BauO Tir 1998 §25 Abs3 litb idF 2000/079;
BauO Tir 1998 §25 idF 2000/079;
BauO Tir 1998 §26;
BauO Tir 1998 §50 Abs3;
BauO Tir 1998 §8 Abs1;
BauO Tir 1998 §8 Abs3;
BauO Tir 1998 §8 Abs4;
BauO Tir 1998 §8 Abs5;
BauO Tir 1998 §8;
BauO Tir 2001 §25 Abs3 litb;
BauO Tir 2001 §8 Abs4;
BauRallg;
EMRK Art6 Abs1;
VwGG §39 Abs2 Z6;
VwGG §42 Abs2 Z1;

 

Spruch:

Die Beschwerde wird als unbegründet abgewiesen.

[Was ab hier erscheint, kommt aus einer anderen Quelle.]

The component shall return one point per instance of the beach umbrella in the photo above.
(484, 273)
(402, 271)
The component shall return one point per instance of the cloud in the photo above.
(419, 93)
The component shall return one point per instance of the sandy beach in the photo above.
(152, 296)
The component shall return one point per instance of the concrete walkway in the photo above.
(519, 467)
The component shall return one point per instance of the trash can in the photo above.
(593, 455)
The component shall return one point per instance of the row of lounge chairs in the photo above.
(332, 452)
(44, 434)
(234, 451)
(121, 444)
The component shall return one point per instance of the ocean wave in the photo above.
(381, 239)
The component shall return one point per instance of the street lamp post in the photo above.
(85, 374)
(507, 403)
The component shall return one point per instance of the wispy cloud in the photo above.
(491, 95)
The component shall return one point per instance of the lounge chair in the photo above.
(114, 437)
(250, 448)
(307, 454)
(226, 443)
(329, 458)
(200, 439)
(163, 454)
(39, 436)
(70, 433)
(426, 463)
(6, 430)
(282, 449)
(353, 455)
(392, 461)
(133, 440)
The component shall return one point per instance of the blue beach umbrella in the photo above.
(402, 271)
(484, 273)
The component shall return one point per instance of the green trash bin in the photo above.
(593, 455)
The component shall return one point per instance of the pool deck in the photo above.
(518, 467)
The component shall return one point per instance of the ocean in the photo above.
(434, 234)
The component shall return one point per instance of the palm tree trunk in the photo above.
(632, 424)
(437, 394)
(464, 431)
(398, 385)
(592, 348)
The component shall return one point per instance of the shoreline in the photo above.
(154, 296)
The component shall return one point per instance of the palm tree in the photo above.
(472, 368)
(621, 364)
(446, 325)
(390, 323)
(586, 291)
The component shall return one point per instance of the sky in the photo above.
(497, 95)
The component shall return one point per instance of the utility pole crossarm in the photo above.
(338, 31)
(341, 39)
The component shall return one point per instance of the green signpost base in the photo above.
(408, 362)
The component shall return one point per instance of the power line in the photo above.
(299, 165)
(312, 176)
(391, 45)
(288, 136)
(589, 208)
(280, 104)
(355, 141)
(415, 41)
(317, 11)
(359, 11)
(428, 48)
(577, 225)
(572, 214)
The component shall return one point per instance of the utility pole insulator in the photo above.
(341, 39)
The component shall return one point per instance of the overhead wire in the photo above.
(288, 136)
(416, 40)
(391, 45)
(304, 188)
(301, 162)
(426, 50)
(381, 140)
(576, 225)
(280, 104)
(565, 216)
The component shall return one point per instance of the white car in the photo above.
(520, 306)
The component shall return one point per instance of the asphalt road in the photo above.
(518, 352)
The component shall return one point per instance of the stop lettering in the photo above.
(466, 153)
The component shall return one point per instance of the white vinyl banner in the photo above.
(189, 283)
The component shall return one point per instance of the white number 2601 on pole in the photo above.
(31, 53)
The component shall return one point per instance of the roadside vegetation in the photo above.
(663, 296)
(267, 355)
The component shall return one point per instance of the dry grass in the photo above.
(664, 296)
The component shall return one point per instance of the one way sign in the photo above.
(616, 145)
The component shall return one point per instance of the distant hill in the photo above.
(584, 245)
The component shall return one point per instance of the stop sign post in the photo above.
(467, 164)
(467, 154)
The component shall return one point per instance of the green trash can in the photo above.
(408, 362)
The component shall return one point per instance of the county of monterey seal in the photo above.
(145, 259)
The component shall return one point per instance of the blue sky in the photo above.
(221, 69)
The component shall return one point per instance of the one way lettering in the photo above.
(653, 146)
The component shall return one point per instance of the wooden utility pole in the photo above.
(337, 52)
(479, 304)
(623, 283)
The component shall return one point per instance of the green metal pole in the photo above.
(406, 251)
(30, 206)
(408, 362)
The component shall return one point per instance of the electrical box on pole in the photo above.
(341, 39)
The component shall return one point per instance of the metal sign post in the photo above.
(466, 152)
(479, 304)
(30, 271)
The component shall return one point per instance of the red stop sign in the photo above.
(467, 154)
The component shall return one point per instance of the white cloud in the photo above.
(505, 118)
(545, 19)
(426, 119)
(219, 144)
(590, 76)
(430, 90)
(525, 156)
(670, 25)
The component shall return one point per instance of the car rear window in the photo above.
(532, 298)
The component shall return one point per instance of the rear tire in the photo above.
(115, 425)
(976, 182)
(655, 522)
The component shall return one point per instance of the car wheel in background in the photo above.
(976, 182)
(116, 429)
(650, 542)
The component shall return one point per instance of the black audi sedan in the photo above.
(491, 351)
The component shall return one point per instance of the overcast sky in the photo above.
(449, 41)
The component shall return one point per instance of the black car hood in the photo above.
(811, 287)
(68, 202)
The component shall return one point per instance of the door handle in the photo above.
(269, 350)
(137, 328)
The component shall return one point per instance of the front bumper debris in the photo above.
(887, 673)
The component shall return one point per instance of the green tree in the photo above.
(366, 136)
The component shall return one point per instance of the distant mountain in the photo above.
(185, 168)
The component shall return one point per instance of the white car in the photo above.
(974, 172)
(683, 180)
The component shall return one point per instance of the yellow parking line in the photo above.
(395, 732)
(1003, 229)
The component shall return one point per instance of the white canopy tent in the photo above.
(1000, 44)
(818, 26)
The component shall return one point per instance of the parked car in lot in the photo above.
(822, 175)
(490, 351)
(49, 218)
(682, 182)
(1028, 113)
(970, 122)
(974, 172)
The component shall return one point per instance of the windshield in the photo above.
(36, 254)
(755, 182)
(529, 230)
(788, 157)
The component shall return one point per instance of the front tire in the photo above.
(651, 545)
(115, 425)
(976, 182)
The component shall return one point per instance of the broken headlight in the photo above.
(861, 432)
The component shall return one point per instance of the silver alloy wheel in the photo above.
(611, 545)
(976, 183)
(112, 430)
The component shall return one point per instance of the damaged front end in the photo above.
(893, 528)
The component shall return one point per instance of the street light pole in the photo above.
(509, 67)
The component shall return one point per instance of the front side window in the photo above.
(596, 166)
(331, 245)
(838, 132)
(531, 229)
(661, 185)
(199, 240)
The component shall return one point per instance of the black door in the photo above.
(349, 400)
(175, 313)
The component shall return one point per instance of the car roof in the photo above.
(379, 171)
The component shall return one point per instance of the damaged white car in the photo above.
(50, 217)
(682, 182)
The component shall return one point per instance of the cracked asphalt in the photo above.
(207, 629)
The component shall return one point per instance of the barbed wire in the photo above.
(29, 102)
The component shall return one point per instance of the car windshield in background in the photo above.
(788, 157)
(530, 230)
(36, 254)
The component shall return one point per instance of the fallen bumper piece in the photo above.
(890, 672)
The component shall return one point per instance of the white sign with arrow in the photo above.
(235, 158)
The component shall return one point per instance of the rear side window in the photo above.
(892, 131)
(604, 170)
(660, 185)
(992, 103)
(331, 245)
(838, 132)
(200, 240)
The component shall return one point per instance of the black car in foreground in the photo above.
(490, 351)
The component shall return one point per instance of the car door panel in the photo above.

Der Beschwerdeführer hat dem Land Tirol Aufwendungen in der Höhe von EUR 381,90 binnen zwei Wochen bei sonstiger Exekution zu ersetzen.

Begründung

1. Zunächst ist auf das hg. Erkenntnis vom 17. Februar 2004, Zl. 2002/06/0126, das den "H Teil" des Bauvorhabens der zweitmitbeteiligten Partei zum Gegenstand hatte, hinzuweisen. Der (auch in diesem Verfahren) Beschwerdeführer hatte die Einräumung der Parteistellung im Bauverfahren betreffend die Errichtung einer Wohnanlage mit 46 Wohnungen auf einem näher bezeichneten Grundstück der KG H, das zur Gänze im Gemeindegebiet der Stadtgemeinde H in T liegt, beantragt und u.a. geltend gemacht, es liege in Wahrheit ein - auf zwei Bauabschnitte aufgeteiltes - Gesamtprojekt sowohl auf H als auch auf A Gemeindegebiet vor. Für das abzuführende Bauverfahren sei gemäß § 50 Abs. 3 TBO die Bezirkshauptmannschaft I zuständig. Die Gemeindebehörden und die Vorstellungsbehörde wiesen den Antrag des Beschwerdeführers ab. Der Verwaltungsgerichtshof wies mit dem angeführten Erkenntnis die Beschwerde als unbegründet ab und führte zum Vorbringen, bei dem gegenständlichen Projekt handle es sich um ein grenzüberschreitendes Bauvorhaben iSd § 50 Abs. 3 TBO Folgendes aus:

"Im Beschwerdefall bezieht sich der Antrag auf Erteilung der Baubewilligung (vorerst) nur auf eine Wohnanlage bestehend aus 46 Wohnungen auf dem im Gemeindegebiet von H liegenden Grundstück Nr. 216/2. Nur dieses Ansuchen war daher Gegenstand der behördlichen Entscheidung. Ein Antrag auf baubehördliche Bewilligung der Errichtung einer Wohnhausanlage von weiteren 6 Wohnungen und 4 Dienstleistungseinheiten auf dem Grundstück Nr. .9 der KG A wurde hingegen (noch) nicht gestellt, wobei eine solche Antragstellung zwar der Absicht des Bauträgers bzw. künftigen Bauwerbers entsprechen mag, die tatsächliche Verwirklichung dieser Absicht jedoch derzeit noch in der Zukunft liegt. Entgegen der vom Beschwerdeführer vertretenen Ansicht ist es für die Beurteilung des Beschwerdefalles irrelevant, ob sich das projektierte Bauvorhaben und das in Zukunft geplante im Falle dessen Errichtung als Gesamtwohnhausanlage darstellt. Wie der Beschwerdeführer selbst in der Beschwerde zugesteht, handelt es sich nämlich zumindest insoweit um zwei von einander trennbare Bauabschnitte, als der gegenständliche (erste) Bauabschnitt die Baubewilligung des Erweiterungsteiles nicht bedingt. Andererseits mag es zutreffen, dass das zukünftige Erweiterungsprojekt ohne die bereits erfolgte Errichtung des ersten Bauabschnittes nicht bewilligungsfähig wäre, diese Frage stellt sich jedoch angesichts der Eigenständigkeit und der damit gegebenen Bewilligungsfähigkeit des ersten (und im Beschwerdeverfahren ausschließlich zu beurteilenden) Bauabschnitts nicht.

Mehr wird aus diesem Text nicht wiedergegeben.